Железное яблоко рассекло воздух и с хрустом впилось в дерево — удар встречь удару. Но в скамье весу было больше. Почти не замедлив своего движения, она ударила Фрола в грудь и откинула спиной в противоположную стену. Человека послабее такой бросок убил бы, а Быка даже не оглушил. Но от охоты «тешиться» избавил.
С неожиданным проворством стрелец метнулся вбок, выдрался из Ильшиной хватки, оставив в пальцах противника пол-рукава, перескочил через отчаянно лающую Кочерыжку и вынесся из землянки вон.
Бросился было Илья вдогонку — куда там. Злодей бежал сноровисто, перепрыгивая за раз через две грядки, а его победитель позабыл, как это делается — прыгать и бегать.
Отстал, да плюнул с досады. А когда вспомнил, что в землянке валяется свисток, заговорщика след простыл. Только и оставалось — в затылке чесать. Вот незадача…
Если уж Ильше было горько от собственной неуклюжести, то каково же пришлось бедному Дмитрию? Он не обладал богатырской мощью своего товарища, и шпиги, сторожившие дом Конона Крюкова, скрутили горе-сыщика, хоть он и отбивался.
Помяли, заломили руки, вызвали свистком конных ярыг и торжественно доставили добычу в Преображёнку. Когда Митя сообразил, какая произошла ошибка, объяснить что-либо возможности у него уже не было: в рот арестанту засунули кляп — голландскую грушу.
В таком жалком виде бывший казак и предстал перед гехаймратом.
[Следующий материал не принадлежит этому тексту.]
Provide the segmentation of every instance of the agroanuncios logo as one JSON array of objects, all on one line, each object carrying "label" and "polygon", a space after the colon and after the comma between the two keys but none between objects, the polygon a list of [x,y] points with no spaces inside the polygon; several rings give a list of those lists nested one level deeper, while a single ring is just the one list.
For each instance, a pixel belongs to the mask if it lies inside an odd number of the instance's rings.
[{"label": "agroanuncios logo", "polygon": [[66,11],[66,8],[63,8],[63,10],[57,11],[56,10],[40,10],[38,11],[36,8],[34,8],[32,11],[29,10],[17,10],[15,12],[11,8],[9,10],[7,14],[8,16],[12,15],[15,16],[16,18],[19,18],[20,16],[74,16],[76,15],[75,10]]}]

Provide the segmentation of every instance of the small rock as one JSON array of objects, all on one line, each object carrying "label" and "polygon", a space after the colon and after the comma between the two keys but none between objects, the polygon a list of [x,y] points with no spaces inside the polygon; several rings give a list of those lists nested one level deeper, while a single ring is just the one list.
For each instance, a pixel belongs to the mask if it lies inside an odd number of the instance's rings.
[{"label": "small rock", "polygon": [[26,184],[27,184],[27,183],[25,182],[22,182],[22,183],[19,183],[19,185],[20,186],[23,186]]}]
Тот был сильно озабочен, поминутно выглядывал в окно — ждал то ли какого-то человека, то ли важной вести. Досталось всем: и шпигам, и особенно Дмитрию — за то, что засаду провалили. Оказывается, в то же самое время в Последнем переулке, где дом Зиновия Шкуры, шпиги упустили какого-то дьявола, который в одиночку покалечил семерых и ушёл. По описанию лиходей был похож на самого Фролку Быка. Как же Зеркалову было не беситься?
Митя сразу догадался, что это Ильша там малость пошумел, но выдавать друга, конечно, не стал. Да и вряд ли это известие укротило бы начальнический гнев.
Ругаясь на чём свет, гехаймрат несколько раз спрашивал своих, не вернулся ли сержант Журавлёв. Вот кого он, выходит, ждал — своего помощника, про которого Дмитрий слышал уже не в первый раз, но видеть пока не видел.
— Вон он, Журавлёв, — сказали наконец начальнику. Зеркалов к окну так и кинулся. Посмотрел и Дмитрий — любопытно.
Из маленькой двуколки неуклюже, спиной, вылезал несуразный человек в синем замусоленном кафтане и облезлой треуголке. Под мышкой у него был большой прямоугольник, обёрнутый в тряпку.
— Господи, Твоя воля… — отчётливо прошептал Автоном Львович. На его глазах, к Митиному удивлению, выступили слёзы.
Поймав изумлённый взгляд прапорщика, гехаймрат смущённо улыбнулся.
— Накричал я на тебя, Микитенко. А ты не виноват. Ты ведь хотел, как для дела лучше…
Слышать от грозного человека подобные слова было уж совсем поразительно.
Но размягчённым лицо начальника пробыло очень недолго — всего миг. Затем оно стало сосредоточенным. Зеркалов оглядел всех, кто был в избе: главного шпига Юлу, секретаря-подьячего, прочих и остановил выбор на Дмитрии.
Поманив за собой, отвёл в сторону и очень тихо, душевно попросил:
— Знаю я тебя мало, но вижу по манере, что ты человек надёжный и прямой. Не то что мои псы, — кивнул он на Преображенских. — Если дашь слово, то сдержишь. Так или нет?
— Так, — настороженно ответил Митя, ничего хорошего от этакой задушевности не ожидая… Но опасался напрасно.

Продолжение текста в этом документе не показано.